Il était une fois une princesse qui vivait au 19ème étage de sa tour de verre, dans un lointain pays fait de montagnes, de lacs et de rivières, au bord d’une mer chaude et azur. Ce pays était particulièrement riche et heureux, à tel point qu’on l’appelait la Suisse de l’Orient. Ça ne voulait pas dire que le peuple fabriquait des montres, habillé avec une salopette en hurlant dans la montagne. Ça signifiait qu’il y avait beaucoup de banques et plus de Ferraris que d’habitants (Une Ferrari est un carrosse italien luxueux avec un cheval cabré devant, mais sans cheval qui le tire … purée ça devient compliqué … ça y est les gosses commencent à décrocher). Et puis de lointaines puissances décident d’installer les survivants d’une guerre dans un territoire voisin de notre paisible royaume. Ils n’y vont pas de main morte et ils se débrouillent pour que les gens qui étaient là avant perdent tout … alors ces exilés se réfugient dans le royaume de la princesse ce qui met un sacré bazar et déclenche (je passe les détails puisque les gosses sont sur le point de se barrer) une guerre civile dans tout le pays, et puis les royaumes voisins en profitent pour envoyer leurs chevaliers péter la gueule de l’armée de la princesse. Elle, pendant ce temps-là, ne se rend compte de rien. Elle est un peu gourdasse mais c’est normal, c’est une princesse de conte de fée.
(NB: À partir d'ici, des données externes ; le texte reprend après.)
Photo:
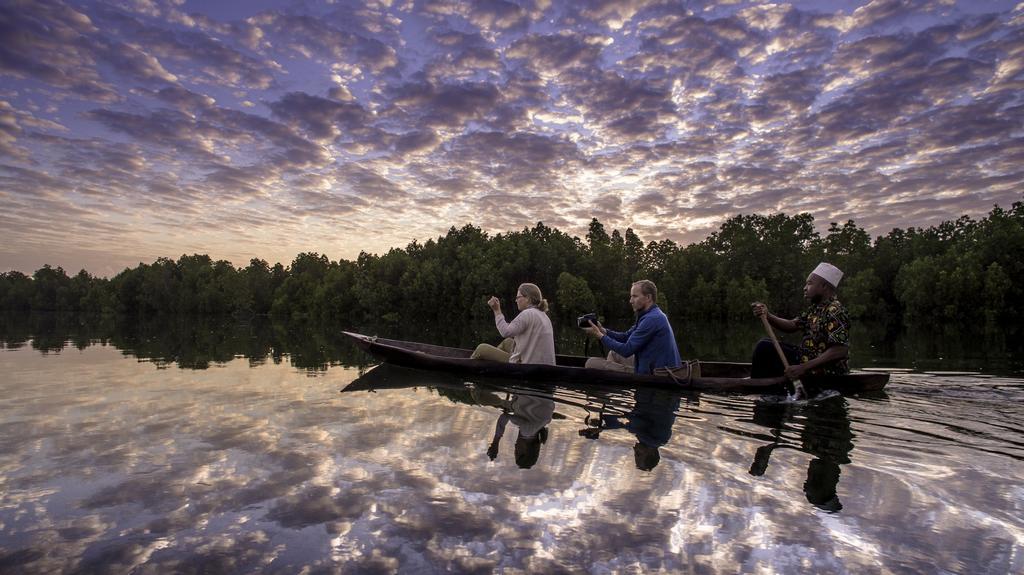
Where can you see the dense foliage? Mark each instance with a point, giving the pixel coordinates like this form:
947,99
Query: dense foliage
962,272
Ça met un tel foutoir que, 40 ans plus tard, le pays est toujours ingouvernable. Bon, jusque-là on y croit encore, ce conte est crédible même si on se dit que c’est quand même bizarre comme histoire. Et là, elle va lâcher les chevaux, la princesse, je vous préviens. Non les gosses, pas ceux du carrosse sans cheval puisqu’il n’en a pas ! Purée, faudrait suivre !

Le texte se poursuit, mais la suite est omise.